Dela participou a Polícia, o Exército, o serviço secreto, as forças especiais antiterrorismo, os helicópteros, as forças terrestres, as brigadas de apoio, as tanquetas, os homens de a pê, fardados, armados. A ordem foi dada pelo comandante – presidente, Álvaro Uribe, autoproclamado senhor de terra, do ar e das águas dos rios, dos lagos e mares, dono do aval dos Estados Unidos e de seu empório militar-industrial, sob cujo mandato se desenvolveram os falsos positivos, que convertiam com disfarces jovens trabalhadores, estudantes, desempregados, em guerrilheiros que “caíram em combate pela ação heroica da força pública”. E claro, participaram os grandes cúmplices nos quais se assentou o governo uribista: as milicias do narcotráfico, as da direita sanguinária condenada nacional e internacionalmente. E voltamos à pergunta: quem venceu? Pelos testemunhos dos habitantes, os de hoje e os de antes: o comando paramilitar Nutibara, o senhor da pacificação.

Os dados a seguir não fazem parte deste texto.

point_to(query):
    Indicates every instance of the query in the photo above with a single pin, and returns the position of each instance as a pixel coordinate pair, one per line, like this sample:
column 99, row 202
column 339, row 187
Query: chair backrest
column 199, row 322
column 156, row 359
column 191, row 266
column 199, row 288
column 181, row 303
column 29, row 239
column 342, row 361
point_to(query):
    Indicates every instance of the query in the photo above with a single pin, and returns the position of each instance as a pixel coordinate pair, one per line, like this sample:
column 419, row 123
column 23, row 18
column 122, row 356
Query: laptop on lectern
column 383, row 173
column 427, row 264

As digitais permanecem. Estão nos murais. No ambiente, na sensação de cuidado com o que se diz e como se diz. A impunidade se sente na voz das mães e das famílias inteiras. Hoje na Comuna 13 há arte, sim, mas há resistência e memória.

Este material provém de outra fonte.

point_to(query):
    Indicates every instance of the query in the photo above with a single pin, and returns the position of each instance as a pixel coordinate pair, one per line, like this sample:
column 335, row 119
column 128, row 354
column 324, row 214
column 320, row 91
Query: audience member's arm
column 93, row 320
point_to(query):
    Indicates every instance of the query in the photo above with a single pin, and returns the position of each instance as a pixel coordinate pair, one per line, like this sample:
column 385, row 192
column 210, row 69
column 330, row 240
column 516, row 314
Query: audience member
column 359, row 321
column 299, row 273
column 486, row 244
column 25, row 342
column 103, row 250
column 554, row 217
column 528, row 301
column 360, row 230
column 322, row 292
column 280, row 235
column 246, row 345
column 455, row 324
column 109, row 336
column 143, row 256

As declarações de um dos maiores milicianos do país foram muito expressivas: “nós, paramilitares, atuamos ajudando ao exército, fizemos primeiro trabalho de inteligência contra guerrilheiros, contra apoiadores de guerrilheiros, gente da esquerda”. Na Comuna desapareceram muitos, por serem da comunidade ou por serem, simplesmente “comunas”.

Ainda não aparecem os corpos de mais de 75 jovens, os dos outros apareceram no rio. Mais de 350 famílias foram deslocadas em 2018. Como pagar hoje os aluguéis de uma terra antes ocupada, mas que na destruição criativa agora tem donos, que são paramilitares ou aliados dos paramilitares? No Centro de Memória Histórica da Colômbia as denúncias são permanentes, especialmente pelo desaparecimento forçado e o ingresso da Polícia nas casas sem ordem judicial, com o acompanhamento na diligência de bandas criminais, que apontam como inimigos aqueles que não ficaram mansos pelo capitalismo da filantropia. A direita entende que a Comuna 13 melhorou e que tudo foi justo e necessário. O que aconteceu foram excessos.

Para nós, a questão é mais embaixo. Acompanhei toda a matéria do Domingão. A arquiteta corajosa diz: “a pobreza sempre vai existir”. Eu penso que talvez seja esse exatamente o ponto, a pobreza não tem porquê sempre existir, como não tem porquê existir o paramilitarismo, nem a impunidade. O recurso curinga de devastar para reconstruir ou a matéria domingueira não pode evitar uma análise das causas da degradação, da exclusão, e sobretudo, não podem deixar de registrar o direito à memória e os direitos das vítimas da Operação Orion. Faltava essa parte da história para continuar a pensar em como se reconstruir o pedaço de teto que caiu na casa.